Niccolò Milanese – Chair of European Alternatives
Much of Europe will be in shock today that Brexit is actually happening. Europe must come to a rapid understanding of the current situation, and in this two principles need absolutely to be kept in mind.
Firstly, the reasons that motivated a majority in the UK to vote out of the European Union are not unique to the United Kingdom. The geographical distribution of the ‘remain’ and ‘leave’ votes in the UK, as well as the demographics and education levels, make it very clear that people are reacting to growing inequality, disempowerment and alienation, feeling of loss of democracy, as well as fear of foreigners. These sentiments are just as strong, if not stronger, in other parts of the European Union. They need to be met by a profound rethink of European Union policies and institutions, which both need to become much closer to the people they should work for. The policies and institutions must be matched by a moral renaissance in Europe, which asserts that all forms of xenophobia and hate are unacceptable, that shows solidarity internally and at its borders and generosity in its dealings with the world.

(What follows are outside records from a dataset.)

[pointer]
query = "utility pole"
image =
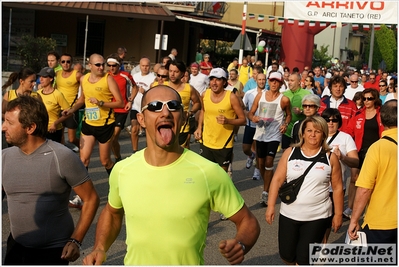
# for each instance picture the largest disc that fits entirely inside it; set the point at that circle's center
(242, 43)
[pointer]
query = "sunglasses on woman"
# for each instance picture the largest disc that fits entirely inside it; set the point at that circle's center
(157, 106)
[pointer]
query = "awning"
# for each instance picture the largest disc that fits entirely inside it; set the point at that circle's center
(116, 9)
(219, 24)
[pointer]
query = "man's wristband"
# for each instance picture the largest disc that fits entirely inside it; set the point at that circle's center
(242, 245)
(73, 240)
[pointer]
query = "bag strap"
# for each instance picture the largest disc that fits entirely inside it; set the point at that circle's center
(315, 160)
(333, 137)
(228, 140)
(390, 139)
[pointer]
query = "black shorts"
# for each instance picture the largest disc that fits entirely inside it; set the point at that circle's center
(249, 133)
(294, 238)
(133, 114)
(266, 149)
(120, 120)
(72, 122)
(381, 236)
(285, 141)
(221, 156)
(102, 133)
(56, 136)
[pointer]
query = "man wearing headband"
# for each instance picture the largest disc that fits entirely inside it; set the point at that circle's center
(273, 116)
(166, 205)
(198, 80)
(221, 111)
(68, 82)
(100, 95)
(125, 82)
(143, 79)
(188, 94)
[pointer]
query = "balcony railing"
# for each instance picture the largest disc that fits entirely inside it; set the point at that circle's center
(207, 9)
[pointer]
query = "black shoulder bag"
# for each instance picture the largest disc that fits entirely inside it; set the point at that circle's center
(289, 191)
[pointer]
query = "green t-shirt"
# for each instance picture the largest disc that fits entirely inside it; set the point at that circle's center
(296, 101)
(198, 58)
(167, 208)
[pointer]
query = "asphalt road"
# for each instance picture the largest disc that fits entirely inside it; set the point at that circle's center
(265, 251)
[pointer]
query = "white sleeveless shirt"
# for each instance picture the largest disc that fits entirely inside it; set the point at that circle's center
(272, 117)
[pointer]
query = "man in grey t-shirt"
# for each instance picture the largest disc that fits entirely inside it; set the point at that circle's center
(38, 176)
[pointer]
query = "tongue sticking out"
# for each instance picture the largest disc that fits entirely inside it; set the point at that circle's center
(166, 134)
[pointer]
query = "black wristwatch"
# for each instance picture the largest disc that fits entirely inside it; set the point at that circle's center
(242, 245)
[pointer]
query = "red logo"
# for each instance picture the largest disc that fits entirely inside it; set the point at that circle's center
(355, 5)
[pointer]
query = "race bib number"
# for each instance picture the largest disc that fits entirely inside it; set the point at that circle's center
(92, 114)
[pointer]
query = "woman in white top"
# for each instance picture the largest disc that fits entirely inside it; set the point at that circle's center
(305, 221)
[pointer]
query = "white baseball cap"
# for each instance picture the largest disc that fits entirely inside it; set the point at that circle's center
(218, 73)
(276, 76)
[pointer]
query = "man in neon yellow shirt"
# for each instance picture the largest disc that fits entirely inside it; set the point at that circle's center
(377, 184)
(167, 218)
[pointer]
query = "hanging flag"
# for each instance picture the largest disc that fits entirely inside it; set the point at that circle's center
(216, 6)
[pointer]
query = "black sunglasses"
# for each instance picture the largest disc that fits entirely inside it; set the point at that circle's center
(157, 106)
(331, 120)
(308, 106)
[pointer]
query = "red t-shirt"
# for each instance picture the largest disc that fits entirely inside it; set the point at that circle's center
(121, 80)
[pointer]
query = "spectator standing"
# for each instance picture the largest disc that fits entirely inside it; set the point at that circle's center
(42, 229)
(295, 94)
(305, 221)
(173, 54)
(372, 82)
(365, 128)
(122, 51)
(143, 80)
(244, 72)
(198, 55)
(198, 80)
(233, 65)
(377, 185)
(337, 100)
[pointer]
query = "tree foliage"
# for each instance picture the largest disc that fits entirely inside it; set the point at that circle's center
(33, 51)
(385, 48)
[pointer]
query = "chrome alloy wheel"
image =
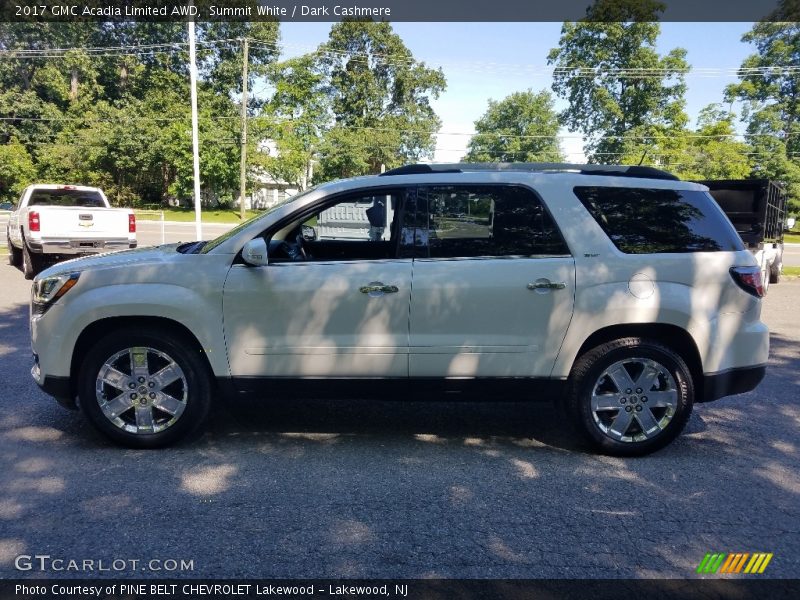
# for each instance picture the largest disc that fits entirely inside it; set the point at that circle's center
(634, 400)
(141, 390)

It is likely to be wishful thinking to suppose those currently in power will have the awareness to bring about this change of their own volition. The current political elites have failed and are failing in their responsibilities to govern in the public good. We as European citizens have the responsibility of bringing about the change. That likely means changing who is in power, and constitutional change of the way that power if wielded. Both must start from organizing transnationally to reclaim the European project: we need urgently to unite all those individuals and organisations who recognize the status quo is crumbling, and that a more democratic, equal and just European Union is the only realistic escape from a return back to dark parts of the continent’s past.
Secondly, the European Union and all European countries must resist the temptation to punish the UK. There is an already audible temptation amongst the European decision makers to punish Britain for leaving the club. This would be an historic mistake. A powerful and bitter country resentful at its neighbours is potentially very dangerous, especially (as will be the case with the UK) if it is also undergoing profound internal constitutional change. The possibility of leaving the European Union exists in the treaties, this must be respected. There should be no special deal for the UK, but there should be no especially harsh treatment either. This also is about learning from Europe’s history.